We are very happy to announce the release of Debezium 1.5.0.Beta2!

The main features of this release is the new Debezium Signaling Table support, Vitess SET type support, and a continued focus to minor improvements, bugfixes, and polish as we sprint to the finish line for the 1.5 release.

Overall, the community fixed 54 issues since the Beta1 release, some of which we’ll explore more in-depth below.

Signaling Table

The signal table feature is a huge milestone for Debezium. It provides a command pattern based on a source database table to send commands (aka signals) to Debezium so that specific actions may be taken. The framework is extendable, allowing a connector to implement custom commands beyond the common commands provided by Debezium core. There are several situations where this might be applicable, including but not limited to, PostgreSQL primary key column changes, changes to enum value-sets of a column definition, and schema changes with the Oracle connector. This is an incubating feature and therefore behavior is subject to change between releases.

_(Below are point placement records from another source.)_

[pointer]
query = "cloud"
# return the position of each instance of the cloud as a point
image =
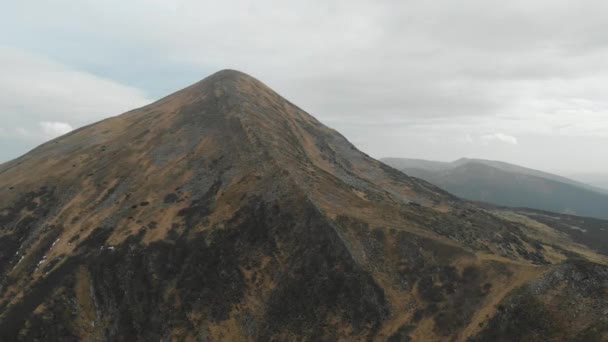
(498, 137)
(405, 78)
(41, 99)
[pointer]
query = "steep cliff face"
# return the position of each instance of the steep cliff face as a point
(224, 212)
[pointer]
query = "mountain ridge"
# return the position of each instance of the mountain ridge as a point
(224, 212)
(509, 185)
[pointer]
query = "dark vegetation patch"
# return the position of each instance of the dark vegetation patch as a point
(523, 318)
(203, 273)
(402, 334)
(201, 207)
(16, 227)
(451, 297)
(480, 230)
(170, 198)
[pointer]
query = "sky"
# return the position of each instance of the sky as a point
(519, 81)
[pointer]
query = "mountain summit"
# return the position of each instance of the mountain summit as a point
(224, 212)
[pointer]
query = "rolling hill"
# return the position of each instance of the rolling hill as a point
(509, 185)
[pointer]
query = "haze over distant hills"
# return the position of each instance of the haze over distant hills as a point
(510, 185)
(223, 212)
(599, 180)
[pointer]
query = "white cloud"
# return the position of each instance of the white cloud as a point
(498, 137)
(55, 129)
(37, 89)
(400, 78)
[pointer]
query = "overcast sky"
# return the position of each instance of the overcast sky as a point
(519, 81)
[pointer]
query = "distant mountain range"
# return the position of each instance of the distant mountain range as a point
(509, 185)
(596, 179)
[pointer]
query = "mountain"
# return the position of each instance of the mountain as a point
(509, 185)
(599, 180)
(224, 212)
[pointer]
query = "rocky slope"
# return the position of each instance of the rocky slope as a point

In order to use the signal table feature, the connector option signal.data.collection must be specified in the connector’s configuration. This option specifies the fully qualified name of the table from which signal requests will be sourced. If this option is not specified or empty, the signal table feature will be disabled.

The signal table itself must be created ahead of time and it must adhere to the following convention:

Column Name Data Type

ID

STRING
The unique identifier of the signal such as a UUID.

TYPE

STRING
The unique command to be performed.

DATA

STRING
The payload for the command.

Lastly, the signal table must be explicitly found as part of your connector’s include/exclude-list specifications. In other words, if you’re specifying a list of tables to monitor, this list will need to be adjusted to include the name of the signal table as well.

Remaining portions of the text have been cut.